Hintergrund: Die unterschiedlichen Erhaltungszustände der Fundamente, die zwischen dem Schlesierweg und der Breslauer Straße gefunden wurden, erfordern aus Sicht der Bodendenkmalpflege ein schnelles Handeln. So sollen Teile der Fundamente, die nicht an Ort und Stelle erhalten werden können, fachgerecht abgebaut, sachgerecht zwischengelagert und später in der neu gestalteten Gedenkstätte offen zugänglich präsentiert werden.
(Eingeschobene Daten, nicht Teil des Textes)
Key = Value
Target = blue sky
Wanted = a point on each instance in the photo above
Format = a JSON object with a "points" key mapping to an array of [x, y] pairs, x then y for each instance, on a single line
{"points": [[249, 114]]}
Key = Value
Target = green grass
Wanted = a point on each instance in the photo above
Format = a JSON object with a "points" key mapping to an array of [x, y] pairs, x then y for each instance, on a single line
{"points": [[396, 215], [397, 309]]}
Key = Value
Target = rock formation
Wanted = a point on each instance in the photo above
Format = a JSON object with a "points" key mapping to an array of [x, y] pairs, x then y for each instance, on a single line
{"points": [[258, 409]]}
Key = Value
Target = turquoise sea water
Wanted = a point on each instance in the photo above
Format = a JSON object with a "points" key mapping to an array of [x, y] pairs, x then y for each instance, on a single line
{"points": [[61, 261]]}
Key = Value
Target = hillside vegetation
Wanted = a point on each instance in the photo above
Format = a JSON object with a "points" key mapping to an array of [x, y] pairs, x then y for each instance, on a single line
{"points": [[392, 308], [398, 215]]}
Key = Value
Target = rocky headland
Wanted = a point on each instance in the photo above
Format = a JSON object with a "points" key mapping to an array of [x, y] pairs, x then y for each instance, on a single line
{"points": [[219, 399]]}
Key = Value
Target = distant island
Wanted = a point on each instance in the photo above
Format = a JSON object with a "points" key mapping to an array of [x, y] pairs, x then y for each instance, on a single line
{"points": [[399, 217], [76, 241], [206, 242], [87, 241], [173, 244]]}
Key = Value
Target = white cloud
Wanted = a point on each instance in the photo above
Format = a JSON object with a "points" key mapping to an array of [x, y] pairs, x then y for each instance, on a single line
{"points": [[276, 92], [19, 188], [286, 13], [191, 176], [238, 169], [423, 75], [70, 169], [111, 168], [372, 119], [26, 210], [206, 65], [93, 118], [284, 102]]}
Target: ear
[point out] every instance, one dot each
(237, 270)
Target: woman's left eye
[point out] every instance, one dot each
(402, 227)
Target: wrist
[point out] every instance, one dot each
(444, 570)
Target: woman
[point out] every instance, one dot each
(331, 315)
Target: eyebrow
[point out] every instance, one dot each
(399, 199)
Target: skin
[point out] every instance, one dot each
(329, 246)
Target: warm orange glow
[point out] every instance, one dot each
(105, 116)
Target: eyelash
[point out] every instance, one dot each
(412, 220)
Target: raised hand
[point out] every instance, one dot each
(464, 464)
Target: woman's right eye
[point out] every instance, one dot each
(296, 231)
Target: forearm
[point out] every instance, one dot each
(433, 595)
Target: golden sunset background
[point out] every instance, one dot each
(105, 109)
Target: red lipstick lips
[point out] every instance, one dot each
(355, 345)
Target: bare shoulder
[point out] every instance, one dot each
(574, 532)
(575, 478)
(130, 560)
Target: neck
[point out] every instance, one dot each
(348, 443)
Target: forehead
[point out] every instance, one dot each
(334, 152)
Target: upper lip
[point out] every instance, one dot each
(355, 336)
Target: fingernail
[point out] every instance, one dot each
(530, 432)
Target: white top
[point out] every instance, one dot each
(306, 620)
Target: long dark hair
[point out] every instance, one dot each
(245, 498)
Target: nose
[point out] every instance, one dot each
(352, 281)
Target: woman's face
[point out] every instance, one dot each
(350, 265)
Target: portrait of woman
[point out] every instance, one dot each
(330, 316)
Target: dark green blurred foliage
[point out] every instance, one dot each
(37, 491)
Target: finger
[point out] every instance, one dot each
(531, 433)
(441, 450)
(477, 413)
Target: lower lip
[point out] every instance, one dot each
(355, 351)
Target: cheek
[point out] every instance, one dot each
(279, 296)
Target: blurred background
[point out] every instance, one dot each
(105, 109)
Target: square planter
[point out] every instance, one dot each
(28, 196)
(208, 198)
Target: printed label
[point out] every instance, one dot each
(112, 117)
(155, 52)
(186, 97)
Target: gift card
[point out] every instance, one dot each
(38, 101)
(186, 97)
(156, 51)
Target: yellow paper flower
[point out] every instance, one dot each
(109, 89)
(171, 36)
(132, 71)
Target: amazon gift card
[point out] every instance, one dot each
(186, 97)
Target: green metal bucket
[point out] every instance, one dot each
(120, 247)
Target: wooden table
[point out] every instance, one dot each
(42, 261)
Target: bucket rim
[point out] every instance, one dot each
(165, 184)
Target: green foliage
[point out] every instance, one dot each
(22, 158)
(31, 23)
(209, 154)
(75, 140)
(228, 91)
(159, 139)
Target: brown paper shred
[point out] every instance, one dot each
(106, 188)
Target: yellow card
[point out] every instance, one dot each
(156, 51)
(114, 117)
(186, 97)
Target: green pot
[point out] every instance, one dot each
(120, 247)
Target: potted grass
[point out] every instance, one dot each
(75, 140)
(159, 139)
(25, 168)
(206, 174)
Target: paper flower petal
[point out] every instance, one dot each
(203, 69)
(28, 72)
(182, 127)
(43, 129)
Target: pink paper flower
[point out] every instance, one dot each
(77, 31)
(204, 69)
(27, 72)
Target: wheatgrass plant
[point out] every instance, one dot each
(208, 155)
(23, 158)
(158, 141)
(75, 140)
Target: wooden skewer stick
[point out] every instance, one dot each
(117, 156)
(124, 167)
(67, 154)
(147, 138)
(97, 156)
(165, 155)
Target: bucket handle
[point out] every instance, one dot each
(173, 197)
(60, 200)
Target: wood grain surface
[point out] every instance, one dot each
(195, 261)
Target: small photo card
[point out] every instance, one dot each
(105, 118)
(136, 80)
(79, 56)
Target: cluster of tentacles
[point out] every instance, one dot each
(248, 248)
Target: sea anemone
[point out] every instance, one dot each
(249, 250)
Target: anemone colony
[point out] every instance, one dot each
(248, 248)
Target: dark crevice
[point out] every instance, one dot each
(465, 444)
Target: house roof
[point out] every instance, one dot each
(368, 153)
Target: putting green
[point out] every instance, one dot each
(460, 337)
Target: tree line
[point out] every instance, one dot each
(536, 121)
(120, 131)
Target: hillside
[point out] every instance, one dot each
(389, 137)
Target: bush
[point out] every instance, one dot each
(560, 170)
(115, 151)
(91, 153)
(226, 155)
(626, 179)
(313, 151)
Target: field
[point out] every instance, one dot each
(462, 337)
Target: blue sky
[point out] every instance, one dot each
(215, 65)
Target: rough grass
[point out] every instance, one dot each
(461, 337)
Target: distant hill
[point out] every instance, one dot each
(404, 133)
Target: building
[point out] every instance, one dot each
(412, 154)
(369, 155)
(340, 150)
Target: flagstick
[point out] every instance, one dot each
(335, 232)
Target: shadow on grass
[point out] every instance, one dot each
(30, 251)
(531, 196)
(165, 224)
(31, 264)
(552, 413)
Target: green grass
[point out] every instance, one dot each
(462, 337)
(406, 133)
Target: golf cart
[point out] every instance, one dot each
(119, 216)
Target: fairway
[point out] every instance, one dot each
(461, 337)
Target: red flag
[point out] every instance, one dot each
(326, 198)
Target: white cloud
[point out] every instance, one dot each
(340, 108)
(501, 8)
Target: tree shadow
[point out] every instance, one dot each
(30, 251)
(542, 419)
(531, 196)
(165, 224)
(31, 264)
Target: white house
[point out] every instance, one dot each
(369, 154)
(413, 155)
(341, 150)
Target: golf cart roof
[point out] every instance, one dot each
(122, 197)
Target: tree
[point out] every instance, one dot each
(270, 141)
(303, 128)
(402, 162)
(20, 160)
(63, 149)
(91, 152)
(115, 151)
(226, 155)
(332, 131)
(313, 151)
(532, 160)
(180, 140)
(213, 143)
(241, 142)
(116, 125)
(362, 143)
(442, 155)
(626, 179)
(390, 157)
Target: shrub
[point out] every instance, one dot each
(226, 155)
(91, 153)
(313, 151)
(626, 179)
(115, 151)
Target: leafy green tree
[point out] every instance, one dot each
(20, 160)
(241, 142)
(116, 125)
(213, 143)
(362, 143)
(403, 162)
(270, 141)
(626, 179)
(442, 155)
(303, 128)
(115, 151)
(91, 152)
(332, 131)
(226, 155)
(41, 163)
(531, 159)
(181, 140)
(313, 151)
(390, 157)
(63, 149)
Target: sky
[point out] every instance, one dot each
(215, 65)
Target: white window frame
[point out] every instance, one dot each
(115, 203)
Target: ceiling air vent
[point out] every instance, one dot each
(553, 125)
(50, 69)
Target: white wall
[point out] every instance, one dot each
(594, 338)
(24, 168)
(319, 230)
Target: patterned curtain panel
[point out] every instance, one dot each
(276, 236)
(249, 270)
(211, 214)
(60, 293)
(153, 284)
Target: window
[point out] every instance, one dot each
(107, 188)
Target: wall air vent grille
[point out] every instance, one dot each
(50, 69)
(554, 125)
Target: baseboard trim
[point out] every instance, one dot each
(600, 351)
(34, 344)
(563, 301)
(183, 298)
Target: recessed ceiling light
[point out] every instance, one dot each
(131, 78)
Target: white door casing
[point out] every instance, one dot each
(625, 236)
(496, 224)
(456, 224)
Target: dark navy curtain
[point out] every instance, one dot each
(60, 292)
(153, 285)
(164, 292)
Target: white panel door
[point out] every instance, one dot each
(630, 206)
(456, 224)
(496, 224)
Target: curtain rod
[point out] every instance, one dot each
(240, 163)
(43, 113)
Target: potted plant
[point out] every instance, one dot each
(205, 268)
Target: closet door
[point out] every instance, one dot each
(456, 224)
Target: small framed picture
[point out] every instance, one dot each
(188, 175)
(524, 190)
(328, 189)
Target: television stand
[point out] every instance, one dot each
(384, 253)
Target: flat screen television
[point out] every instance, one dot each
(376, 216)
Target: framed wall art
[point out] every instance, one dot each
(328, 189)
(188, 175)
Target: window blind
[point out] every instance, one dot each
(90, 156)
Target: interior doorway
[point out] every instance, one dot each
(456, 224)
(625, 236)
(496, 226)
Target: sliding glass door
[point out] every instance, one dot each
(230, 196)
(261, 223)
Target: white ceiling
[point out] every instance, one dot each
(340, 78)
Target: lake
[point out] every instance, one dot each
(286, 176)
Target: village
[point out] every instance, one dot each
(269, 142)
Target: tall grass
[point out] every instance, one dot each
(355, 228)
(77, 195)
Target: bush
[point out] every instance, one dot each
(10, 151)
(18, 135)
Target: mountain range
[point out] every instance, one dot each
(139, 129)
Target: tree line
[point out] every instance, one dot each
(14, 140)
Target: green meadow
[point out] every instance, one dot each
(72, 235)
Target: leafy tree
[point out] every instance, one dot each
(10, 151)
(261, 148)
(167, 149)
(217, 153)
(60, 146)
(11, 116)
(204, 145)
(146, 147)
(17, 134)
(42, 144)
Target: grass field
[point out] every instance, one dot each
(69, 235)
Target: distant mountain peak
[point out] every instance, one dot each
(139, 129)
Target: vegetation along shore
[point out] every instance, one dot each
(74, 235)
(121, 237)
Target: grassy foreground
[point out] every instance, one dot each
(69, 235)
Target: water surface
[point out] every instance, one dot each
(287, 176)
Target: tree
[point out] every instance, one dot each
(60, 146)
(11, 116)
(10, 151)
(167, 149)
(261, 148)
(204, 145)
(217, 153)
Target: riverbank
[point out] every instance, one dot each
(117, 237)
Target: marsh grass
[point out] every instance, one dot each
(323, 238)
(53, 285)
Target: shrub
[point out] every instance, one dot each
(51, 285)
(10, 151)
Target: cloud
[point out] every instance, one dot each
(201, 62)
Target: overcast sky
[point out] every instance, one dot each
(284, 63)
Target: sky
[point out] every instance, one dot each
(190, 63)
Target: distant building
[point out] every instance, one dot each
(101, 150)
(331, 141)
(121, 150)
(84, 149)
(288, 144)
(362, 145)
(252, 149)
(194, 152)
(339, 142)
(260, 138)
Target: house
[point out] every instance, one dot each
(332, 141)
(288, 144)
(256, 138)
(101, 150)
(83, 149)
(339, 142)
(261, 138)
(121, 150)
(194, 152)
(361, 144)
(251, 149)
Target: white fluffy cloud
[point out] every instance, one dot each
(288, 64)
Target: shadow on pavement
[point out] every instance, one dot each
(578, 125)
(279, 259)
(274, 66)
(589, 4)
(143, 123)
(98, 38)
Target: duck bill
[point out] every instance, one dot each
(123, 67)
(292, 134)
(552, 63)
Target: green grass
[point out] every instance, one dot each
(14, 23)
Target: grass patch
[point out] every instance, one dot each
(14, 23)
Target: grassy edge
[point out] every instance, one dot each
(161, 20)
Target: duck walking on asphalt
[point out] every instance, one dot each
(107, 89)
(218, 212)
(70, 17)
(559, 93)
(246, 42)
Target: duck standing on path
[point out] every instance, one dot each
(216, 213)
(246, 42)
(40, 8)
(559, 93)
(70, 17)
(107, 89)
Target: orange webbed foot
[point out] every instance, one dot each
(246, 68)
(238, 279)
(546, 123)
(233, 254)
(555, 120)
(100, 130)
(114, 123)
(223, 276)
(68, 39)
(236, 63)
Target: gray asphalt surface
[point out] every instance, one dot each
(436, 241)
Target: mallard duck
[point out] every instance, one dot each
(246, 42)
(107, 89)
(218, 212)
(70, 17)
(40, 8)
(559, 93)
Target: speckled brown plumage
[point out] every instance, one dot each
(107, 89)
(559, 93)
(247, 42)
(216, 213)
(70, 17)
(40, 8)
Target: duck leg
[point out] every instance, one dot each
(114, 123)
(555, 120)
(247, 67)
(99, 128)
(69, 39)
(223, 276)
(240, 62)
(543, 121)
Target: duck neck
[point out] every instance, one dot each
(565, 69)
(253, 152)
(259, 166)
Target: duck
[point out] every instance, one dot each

„Wir müssen jetzt zügig handeln, damit die Fundamente der Nachwelt erhalten bleiben“, findet auch Mitte-West- Ortsbürgermeister Matthias Presia (SPD). Denn auf Grund der mageren Beschaffenheit des damaligen Betons ist es praktisch ausgeschlossen, auch nur einzelne Fundamente offen zu erhalten beziehungsweise unter einer Glasplatte sichtbar zu machen. Presia: „Die Gefahr der Bildung zersetzender Algen, Moos und Mikroorganismen wäre dabei zu groß. Eine starke Versandung der Fundamente und damit einhergehend die Zersetzung der Originalfläche wären die Folge. Das müssen wir verhindern.“

Der Ortsbürgermeister schlägt vor, da der neu zu schaffende Gedenkort nicht mit dem Fundort übereinstimmt, diesen angemessen zu kennzeichnen, zum Beispiel durch das Aufstellen einer Stele sowie von Infotafeln.